Classical Statistics

未知是常數,而非隨機變數;\(p_X(x; \theta)\)。


Let \(\theta\) be the unknown value of interest, and let \(\widehat \Theta_n\) be an estimator. If

\[E[\widehat \Theta_n] = \theta,\]

then we say \(\widehat \Theta_n\) is unbiased; if by the Weak Law of Large Number,

\[\widehat \Theta_n \to \theta,\]

then we say \(\widehat \Theta_n\) is consistent.

當 \(\widehat \Theta_n\) 是 sample mean,上述兩性質都符合!

Here, bias represents \(E[\widehat \Theta_n-\theta]\).

Confidence Intervals (CIs)

Definition (CI)

An \(1-\alpha\) confidence interval is an interval \([\widehat\Theta_n^{-}, \widehat\Theta_n^{+}]\), such that for all \(\theta\),

\[P(\widehat\Theta_n^{-} \le \theta \le \widehat\Theta_n^{+}) \ge 1-\alpha\]


\(\widehat\Theta^{-}\) 和 \(\widehat\Theta^{+}\) 都是 r.v.,不能將他們替換成常數,如 \(0.12, 0.25\),否則沒有隨機性何來機率?
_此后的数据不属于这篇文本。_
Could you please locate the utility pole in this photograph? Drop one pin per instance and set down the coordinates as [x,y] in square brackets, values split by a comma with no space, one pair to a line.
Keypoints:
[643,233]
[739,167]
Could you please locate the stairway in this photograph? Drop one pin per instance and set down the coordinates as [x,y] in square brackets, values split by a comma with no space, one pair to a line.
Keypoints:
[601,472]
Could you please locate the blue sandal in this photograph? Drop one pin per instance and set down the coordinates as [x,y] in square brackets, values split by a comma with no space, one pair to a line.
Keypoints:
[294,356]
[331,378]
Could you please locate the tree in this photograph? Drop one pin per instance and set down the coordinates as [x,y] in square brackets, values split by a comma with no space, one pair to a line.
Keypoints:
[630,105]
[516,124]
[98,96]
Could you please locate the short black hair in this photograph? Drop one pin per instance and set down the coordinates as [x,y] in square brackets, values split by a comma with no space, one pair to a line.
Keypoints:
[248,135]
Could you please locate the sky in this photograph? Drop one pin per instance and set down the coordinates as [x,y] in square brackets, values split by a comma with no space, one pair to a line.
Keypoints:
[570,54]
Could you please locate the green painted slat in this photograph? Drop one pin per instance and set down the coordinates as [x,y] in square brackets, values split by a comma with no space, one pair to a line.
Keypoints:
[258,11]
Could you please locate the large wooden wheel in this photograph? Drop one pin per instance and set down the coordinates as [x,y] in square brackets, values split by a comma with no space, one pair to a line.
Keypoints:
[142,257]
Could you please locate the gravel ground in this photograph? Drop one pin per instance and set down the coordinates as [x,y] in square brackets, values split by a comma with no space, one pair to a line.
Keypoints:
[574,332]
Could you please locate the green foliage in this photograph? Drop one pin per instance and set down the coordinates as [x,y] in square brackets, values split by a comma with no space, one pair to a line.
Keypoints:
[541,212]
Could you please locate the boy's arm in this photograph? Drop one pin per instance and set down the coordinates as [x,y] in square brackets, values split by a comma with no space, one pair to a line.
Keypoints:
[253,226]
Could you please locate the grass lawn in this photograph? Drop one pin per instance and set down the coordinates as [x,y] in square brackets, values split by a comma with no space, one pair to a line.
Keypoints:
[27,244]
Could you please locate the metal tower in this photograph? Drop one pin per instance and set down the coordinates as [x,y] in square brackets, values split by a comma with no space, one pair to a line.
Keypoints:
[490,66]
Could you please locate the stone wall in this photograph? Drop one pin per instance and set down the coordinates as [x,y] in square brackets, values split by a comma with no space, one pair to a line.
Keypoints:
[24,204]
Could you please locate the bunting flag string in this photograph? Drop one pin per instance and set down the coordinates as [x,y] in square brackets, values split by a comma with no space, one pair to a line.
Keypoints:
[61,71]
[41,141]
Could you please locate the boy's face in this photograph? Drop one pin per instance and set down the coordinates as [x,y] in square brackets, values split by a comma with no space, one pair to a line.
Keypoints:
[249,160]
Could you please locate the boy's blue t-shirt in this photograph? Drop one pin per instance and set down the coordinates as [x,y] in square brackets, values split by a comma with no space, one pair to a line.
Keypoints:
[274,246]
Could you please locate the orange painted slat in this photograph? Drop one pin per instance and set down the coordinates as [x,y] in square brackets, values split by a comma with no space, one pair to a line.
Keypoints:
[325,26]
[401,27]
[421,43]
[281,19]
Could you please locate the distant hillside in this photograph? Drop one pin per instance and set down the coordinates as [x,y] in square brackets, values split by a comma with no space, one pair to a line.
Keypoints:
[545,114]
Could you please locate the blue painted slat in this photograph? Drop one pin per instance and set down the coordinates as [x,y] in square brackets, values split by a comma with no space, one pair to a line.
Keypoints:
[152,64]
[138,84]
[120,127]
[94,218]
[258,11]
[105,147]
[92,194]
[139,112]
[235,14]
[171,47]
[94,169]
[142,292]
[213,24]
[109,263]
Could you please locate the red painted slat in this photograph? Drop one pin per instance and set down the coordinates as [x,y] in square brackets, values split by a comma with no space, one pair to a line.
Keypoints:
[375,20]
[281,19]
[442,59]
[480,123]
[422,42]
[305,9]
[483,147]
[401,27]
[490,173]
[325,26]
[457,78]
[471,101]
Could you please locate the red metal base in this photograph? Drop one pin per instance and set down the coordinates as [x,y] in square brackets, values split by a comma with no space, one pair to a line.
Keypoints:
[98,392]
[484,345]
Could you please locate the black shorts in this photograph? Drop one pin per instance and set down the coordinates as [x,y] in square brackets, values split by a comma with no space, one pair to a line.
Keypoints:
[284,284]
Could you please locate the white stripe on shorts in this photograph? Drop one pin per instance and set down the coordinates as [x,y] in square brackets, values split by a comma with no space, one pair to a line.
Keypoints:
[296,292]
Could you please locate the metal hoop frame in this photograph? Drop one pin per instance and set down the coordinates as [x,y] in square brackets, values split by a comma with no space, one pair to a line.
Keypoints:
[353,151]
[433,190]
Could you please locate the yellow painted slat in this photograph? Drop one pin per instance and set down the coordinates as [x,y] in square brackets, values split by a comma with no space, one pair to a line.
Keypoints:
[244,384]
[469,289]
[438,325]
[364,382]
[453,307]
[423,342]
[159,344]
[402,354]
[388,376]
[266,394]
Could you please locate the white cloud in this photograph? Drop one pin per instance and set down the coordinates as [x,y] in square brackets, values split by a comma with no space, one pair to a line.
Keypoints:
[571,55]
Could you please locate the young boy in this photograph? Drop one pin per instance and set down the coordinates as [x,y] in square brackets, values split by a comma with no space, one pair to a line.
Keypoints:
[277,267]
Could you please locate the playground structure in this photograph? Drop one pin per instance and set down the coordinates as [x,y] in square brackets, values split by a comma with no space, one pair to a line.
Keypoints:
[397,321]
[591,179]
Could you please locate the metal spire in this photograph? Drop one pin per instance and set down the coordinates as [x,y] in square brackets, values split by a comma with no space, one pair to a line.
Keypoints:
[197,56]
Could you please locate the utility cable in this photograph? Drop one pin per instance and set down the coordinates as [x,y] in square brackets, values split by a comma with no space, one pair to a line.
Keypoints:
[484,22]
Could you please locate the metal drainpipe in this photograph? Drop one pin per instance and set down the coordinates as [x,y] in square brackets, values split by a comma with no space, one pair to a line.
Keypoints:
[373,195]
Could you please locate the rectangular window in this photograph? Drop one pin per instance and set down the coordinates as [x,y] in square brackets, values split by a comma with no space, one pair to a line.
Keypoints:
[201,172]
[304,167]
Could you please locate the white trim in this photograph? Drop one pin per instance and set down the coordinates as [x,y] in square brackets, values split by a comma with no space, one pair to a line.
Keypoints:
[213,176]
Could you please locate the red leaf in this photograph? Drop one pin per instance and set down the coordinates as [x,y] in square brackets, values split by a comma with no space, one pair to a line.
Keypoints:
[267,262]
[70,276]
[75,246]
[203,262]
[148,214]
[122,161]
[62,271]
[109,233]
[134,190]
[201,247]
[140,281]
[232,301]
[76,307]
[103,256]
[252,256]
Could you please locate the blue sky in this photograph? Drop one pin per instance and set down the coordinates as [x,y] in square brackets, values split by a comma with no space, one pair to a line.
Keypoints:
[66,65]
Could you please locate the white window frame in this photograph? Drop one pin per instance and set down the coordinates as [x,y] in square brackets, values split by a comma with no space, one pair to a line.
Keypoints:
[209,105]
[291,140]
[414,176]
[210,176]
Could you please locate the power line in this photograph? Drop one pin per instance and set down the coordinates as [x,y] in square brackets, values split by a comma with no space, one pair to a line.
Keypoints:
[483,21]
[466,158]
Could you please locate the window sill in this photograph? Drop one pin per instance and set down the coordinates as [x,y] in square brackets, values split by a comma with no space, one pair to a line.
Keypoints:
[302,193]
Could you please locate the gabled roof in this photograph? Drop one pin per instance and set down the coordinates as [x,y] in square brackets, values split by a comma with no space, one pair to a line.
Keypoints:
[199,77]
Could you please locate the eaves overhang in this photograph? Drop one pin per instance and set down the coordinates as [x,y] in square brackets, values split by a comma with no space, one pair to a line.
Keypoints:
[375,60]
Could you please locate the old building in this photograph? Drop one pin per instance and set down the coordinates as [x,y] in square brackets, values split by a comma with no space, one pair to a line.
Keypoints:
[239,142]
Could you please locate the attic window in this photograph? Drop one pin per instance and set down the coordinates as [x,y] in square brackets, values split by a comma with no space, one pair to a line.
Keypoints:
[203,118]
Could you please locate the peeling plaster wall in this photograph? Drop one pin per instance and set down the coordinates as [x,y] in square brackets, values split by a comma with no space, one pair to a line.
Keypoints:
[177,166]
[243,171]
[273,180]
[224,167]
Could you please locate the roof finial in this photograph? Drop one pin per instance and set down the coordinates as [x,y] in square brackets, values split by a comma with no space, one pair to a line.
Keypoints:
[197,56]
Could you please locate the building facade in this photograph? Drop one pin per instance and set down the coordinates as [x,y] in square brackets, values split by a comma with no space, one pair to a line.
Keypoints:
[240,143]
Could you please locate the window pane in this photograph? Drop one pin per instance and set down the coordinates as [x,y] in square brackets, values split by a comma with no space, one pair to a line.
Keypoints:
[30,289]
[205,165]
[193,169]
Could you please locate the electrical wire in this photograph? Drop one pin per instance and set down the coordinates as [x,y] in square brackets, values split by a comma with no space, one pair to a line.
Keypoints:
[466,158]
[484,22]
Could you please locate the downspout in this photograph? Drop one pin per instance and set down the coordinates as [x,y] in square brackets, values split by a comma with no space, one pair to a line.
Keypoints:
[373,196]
Confidence interval 的意義是:根據 \(n\) 次觀測,我們得到兩隨機變數,\(\widehat\Theta_n^{-}\) 與 \(\widehat\Theta_n^{+}\);而實際值 \(\theta\) 落在信賴區間 \([\widehat\Theta_n^{-}, \widehat\Theta_n^{+}]\),也就是 confidence interval 之中的機率是 \(1-\alpha\)。

CI estimation

Let our estimator be the sample mean of \(n\) i.i.d. r.v.s, i.e.

\[\widehat{\Theta}_n = {X_1+\cdots+X_n\over n},\]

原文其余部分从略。